Upon establishing a direct interaction between the SLI/II/III of WNV and OAS1 in vitro, we were further interested to investigate whether this interaction leads to activation of OAS1 catalytic activity. A colorimetric assay was performed which correlates the detection of pyrophosphate (PPi) with the production of 2′-5′(A) chains. We prepared buffered reactions containing OAS1, ATP, and Mg2+ in the presence of SLI/II/III, polyinosinic-polycytidylic acid (poly I:C, a positive control synthetic dsRNA activator of OAS1), or a single-stranded RNA (ssRNA) negative control. The experiments were performed over a 120-minute period, followed by progressive measurement of PPi production (Fig. 5A). As expected, ssRNA negative control demonstrated no significant stimulation of OAS1 activity. The SLI/II/III activates OAS1 to a level that is approximately 60% of that achieved by poly I:C at all time points observed (on a per mass basis). However, direct quantitative comparison to the poly I:C control should be treated with caution given the extremely large size and heterogeneity of poly I:C (∼90 to 1400 kDa) relative to the WNV RNAs examined. Taken together, the structured SLI/II/III region of the WNV genome interacts with and activates OAS1 in vitro.
(A) Purified OAS1 (300 nM) and RNA (300 nM) were incubated in the presence of ATP (2 mM) and MgCl2 (5 mM) at 37°C, quenched at time points from 0–180 minutes, and 2′-5′(A) chain formation quantitated by PPi detection. In all cases, errors represent the standard deviation from at least 3 replicates, and ssRNA represents a single-stranded negative control. (B) Enzymatic activity of OAS1 (400 nM) shown as a function of RNA concentration. Linear regression analysis of the initial velocity was used to determine OAS1 activity and the error in the analysis represented as error bars.
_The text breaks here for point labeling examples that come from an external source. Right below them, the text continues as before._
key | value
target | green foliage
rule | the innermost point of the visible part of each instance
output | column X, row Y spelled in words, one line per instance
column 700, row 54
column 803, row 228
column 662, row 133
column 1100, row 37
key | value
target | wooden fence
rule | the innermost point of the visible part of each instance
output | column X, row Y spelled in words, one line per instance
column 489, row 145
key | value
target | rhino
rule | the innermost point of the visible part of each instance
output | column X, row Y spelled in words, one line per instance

SLI is dispensable for maximal OAS1 activation
To compare the ability of the stem loop regions of the SLI/II/III to activate OAS1, time courses monitoring of PPi production were performed and compared with the full-length SLI/II/III, poly I:C (positive control) and ssRNA (negative control). Remarkably, of all the SLI/II/III truncations, only SLII/III is capable of achieving activation level comparable to the full length SLI/II/III (Fig. 5A). Basal levels of PPi production, comparable to the negative control, were observed for SLI/II and each of the individual stem loops (SLI, SLII, and SLIII). Interestingly, the SLI/II construct that demonstrated high affinity complex formation with OAS1 did not stimulate catalytic activity, while SLII/III demonstrated potent activation despite a lack of detectable complex formation.
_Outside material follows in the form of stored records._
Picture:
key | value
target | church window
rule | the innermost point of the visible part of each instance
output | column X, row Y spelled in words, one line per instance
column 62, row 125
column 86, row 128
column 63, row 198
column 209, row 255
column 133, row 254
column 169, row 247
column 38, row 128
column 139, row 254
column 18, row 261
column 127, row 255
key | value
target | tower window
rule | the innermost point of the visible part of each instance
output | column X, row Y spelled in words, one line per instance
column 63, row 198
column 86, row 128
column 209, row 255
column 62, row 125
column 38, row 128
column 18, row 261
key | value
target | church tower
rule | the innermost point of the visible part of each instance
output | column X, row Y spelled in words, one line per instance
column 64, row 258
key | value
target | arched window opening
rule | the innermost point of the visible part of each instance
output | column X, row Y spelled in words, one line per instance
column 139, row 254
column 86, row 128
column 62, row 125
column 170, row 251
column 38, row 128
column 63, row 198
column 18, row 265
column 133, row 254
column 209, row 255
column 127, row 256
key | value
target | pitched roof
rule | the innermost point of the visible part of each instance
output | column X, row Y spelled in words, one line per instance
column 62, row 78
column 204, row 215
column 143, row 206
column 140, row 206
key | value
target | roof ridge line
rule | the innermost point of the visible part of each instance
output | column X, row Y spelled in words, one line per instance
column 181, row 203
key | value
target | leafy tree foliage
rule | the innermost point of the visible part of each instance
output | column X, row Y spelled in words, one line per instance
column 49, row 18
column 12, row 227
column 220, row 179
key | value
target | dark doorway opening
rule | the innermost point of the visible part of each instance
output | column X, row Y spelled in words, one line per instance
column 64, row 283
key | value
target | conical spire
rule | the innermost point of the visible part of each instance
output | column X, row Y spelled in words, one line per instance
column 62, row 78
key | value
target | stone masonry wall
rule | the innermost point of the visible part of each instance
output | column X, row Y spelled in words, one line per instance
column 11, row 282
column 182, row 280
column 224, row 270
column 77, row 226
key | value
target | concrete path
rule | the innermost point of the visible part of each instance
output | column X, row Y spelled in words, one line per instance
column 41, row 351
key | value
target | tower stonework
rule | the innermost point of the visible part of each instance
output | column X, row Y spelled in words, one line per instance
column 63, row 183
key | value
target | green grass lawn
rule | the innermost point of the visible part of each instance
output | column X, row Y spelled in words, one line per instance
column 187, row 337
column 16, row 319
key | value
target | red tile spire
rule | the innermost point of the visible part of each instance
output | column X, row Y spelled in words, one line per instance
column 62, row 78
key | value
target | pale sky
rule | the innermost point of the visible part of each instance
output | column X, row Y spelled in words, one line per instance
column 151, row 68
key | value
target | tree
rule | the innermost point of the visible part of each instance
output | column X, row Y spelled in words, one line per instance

Due to the observed discrepancy between binding and activation, detailed dose-response experiments in which initial reaction velocities of OAS1-catalyzed PPi production were performed under increasing RNA concentrations for each of the SLI/II/III constructs (Fig. 5B). This approach allowed estimation of both the apparent dissociation constant (Kapp), a measure of affinity, and the maximum reaction velocity (Vmax), a measure of catalysis. Table 2 summarizes the determined kinetic parameters for each RNA molecule, and includes a measure of the quality of the fit to the data (Rfit). The SLI/II/III and SLII/III demonstrate potent stimulation of OAS1 activity (∼200-fold enhancement relative to the ssRNA negative control for both) despite the 4-fold higher affinity for OAS1 shown by SLI/II/III compared to the SLII/III. Despite having a Vmax value approaching that of the negative control, the SLI/II RNA demonstrated a nearly 3-fold increase in affinity relative to the SLI/II/III. None of the individual stem loop structures reveals appreciable stimulation of OAS1 catalytic activity, and only SLI demonstrates detectable affinity (4-fold lower affinity than the SLI/II/III). Together, the kinetic analysis supports a model where SLII/III is the minimal construct capable of OAS1 activation despite having a weak binding affinity for the enzyme.
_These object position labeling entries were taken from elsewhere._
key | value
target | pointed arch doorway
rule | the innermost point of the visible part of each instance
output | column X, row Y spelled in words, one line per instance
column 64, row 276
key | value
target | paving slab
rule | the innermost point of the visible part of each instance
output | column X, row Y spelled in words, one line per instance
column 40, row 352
Mutations to the dsRNA binding site disrupt activation of OAS1 by the SLI/II/III
To confirm that OAS1 activation is an RNA-mediated effect, the binding affinity and catalytic activity of two point mutants of human OAS1 (R195E and K199E) were investigated. Based on the human OAS1 structure, these mutations are in the positively charged dsRNA-binding groove on the enzyme face distal to the active site . To verify that the mutations did not disrupt the native protein conformation, we performed SAXS experiments on OAS1 R195E and K199E. The resultant pair distribution function plots for wild type and mutants were nearly identical (Fig. 6A), and the determined rG and Dmax values were within error of the wild type results (data not shown). Therefore, we conclude that these mutations do not affect the solution conformation of OAS1.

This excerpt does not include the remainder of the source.